Alcuni economisti ambientali si sono votati a una missione: produrre una stima del valore del capitale ambientale mondiale e dei danni che subisce per effetto delle varie attività umane. A lume di logica verrebbe da dire che è un progetto talmente vasto da rasentare il demenziale. Una stima del valore di tutti i beni ambientali, acqua, aria, foreste, specie animali, biodiversità e via discorrendo dipende da talmente tante incertezze e assunzioni arbitrarie da apparire senza speranza oppure un esercizio vacuo.
In parte è vero. Ma d’altro canto anche stime molto imprecise e impregnate di elementi soggettivi hanno il pregio di far planare il dibattito dall’empireo rarefatto dei princípi verso il terreno accidentato degli interessi in conflitto. Perché è su questo terreno che quasi sempre si formulano le decisioni politiche di ampio respiro. Prima che vi scateniate nei commenti, lasciatemi fare una precisazione: so benissimo che per molti quantificare fa rima con mercificare, ma a mio avviso in questo caso (e in molti altri) quantificare fa rima con influenzare.
Che piaccia o meno, che sia chiaro o meno all’opinione pubblica, le decisioni politiche vertono innanzitutto su come allocare risorse scarse. Quando si guarda attraverso la cortina fumogena delle buone intenzioni, dei dotti dibattiti, dei nobili ideali e dei principi incrollabili spunta sempre il nodo economico.

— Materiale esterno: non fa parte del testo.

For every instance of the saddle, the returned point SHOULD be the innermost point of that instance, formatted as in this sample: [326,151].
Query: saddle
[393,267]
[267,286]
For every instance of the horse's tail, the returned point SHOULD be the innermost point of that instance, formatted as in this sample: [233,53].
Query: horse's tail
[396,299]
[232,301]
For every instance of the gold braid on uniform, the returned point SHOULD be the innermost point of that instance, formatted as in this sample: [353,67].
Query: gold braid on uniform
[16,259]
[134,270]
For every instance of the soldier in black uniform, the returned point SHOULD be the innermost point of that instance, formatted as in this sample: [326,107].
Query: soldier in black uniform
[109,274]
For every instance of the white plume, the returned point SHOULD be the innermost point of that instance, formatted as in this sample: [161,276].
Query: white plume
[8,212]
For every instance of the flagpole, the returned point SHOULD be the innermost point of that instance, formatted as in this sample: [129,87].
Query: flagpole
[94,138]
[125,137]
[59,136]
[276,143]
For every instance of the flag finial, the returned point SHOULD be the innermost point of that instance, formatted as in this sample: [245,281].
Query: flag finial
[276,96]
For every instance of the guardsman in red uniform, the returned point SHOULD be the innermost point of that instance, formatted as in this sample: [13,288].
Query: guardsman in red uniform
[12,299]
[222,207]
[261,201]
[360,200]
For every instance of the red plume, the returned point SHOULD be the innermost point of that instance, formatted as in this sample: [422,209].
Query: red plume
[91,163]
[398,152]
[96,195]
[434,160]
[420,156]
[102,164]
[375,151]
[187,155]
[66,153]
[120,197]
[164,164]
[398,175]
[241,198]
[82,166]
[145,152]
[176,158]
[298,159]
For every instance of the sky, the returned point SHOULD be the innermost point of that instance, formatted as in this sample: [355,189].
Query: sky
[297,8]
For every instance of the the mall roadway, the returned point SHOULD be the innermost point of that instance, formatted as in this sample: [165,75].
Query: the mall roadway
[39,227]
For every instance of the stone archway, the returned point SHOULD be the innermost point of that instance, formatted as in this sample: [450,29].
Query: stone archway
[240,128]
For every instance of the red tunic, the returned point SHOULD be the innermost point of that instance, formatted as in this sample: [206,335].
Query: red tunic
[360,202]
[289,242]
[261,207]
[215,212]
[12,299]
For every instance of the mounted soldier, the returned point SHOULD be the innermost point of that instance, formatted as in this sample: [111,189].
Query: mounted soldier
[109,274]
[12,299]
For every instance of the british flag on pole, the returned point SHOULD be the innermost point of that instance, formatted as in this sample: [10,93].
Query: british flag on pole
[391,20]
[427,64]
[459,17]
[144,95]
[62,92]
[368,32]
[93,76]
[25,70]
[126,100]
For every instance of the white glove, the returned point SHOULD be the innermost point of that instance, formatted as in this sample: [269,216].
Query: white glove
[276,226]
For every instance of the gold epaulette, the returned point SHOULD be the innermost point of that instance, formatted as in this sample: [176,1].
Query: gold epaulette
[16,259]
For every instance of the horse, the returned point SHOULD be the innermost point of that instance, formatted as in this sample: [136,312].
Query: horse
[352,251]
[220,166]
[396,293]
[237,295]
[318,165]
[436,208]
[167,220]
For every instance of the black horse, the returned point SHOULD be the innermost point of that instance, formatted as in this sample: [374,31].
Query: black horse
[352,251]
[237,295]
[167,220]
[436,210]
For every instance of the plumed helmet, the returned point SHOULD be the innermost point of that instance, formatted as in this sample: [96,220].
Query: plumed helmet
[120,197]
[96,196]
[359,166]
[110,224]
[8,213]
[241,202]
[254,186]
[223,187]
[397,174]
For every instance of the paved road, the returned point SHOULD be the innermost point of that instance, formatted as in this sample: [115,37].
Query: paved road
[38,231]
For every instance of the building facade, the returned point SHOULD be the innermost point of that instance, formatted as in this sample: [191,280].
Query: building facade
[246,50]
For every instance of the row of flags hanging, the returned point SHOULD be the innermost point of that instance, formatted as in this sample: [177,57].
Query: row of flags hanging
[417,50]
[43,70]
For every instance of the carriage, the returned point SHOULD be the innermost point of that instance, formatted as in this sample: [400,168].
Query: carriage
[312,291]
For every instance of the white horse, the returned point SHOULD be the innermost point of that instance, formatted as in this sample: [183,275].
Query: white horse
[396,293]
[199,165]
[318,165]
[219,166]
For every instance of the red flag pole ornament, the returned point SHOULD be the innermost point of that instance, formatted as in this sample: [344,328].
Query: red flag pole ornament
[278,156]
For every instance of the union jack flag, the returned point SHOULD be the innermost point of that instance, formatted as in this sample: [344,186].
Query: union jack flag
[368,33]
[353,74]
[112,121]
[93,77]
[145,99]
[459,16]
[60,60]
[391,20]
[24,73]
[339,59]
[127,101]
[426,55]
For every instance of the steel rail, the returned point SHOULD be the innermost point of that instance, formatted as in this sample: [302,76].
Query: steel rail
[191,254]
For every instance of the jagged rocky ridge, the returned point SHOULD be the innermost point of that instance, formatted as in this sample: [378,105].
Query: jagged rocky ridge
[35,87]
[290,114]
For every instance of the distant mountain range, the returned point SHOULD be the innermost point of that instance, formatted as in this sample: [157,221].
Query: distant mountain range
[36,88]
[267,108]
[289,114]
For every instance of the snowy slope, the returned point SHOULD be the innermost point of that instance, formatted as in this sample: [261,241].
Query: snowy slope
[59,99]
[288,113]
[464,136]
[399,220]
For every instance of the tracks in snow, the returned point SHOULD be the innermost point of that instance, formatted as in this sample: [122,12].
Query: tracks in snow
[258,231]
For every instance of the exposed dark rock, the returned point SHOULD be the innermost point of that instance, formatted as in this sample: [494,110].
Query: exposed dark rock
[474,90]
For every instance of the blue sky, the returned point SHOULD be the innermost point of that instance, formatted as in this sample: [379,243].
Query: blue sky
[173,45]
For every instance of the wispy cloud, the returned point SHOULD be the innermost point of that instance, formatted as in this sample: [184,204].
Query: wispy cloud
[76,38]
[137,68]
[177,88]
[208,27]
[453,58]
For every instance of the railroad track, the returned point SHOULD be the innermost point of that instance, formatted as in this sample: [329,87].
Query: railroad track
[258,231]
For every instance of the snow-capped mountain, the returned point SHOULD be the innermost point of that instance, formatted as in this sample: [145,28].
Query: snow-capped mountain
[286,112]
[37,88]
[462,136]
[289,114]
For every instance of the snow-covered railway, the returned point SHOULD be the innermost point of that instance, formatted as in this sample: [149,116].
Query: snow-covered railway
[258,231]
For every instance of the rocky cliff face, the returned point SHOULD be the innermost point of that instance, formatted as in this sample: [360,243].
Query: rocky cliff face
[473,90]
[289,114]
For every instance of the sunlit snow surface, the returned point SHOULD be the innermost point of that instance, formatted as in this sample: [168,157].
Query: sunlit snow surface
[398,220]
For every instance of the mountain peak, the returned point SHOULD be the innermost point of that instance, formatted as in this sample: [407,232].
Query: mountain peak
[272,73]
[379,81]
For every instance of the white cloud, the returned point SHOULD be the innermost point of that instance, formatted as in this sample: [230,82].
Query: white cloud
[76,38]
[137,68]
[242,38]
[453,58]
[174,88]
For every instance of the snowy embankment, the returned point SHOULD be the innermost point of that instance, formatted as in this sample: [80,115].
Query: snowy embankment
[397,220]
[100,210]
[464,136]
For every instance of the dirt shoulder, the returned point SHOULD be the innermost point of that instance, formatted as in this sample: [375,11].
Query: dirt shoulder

Per cui è cruciale far capire all’opinione pubblica il valore delle risorse ambientali in modo che chi prende decisioni ne sia chiamato a rendere conto con delle cifre. Senza un parametro di riferimento nel dibattito sull’uso delle risorse ambientali, avranno sempre partita vinta quelli che mettono sul tavolo cifre nude e crude come i posti di lavoro persi, le produzioni danneggiate, l’energia più cara, le esportazioni, i salari e tutta la grancassa retorica del “non possiamo permettercelo adesso”. Guardate cosa è successo alle promesse di Obama in materia ambientale. Carta straccia nel giro di pochi mesi sotto l’onda d’urto dei media che agitavano ad arte lo spettro della crisi e del declino.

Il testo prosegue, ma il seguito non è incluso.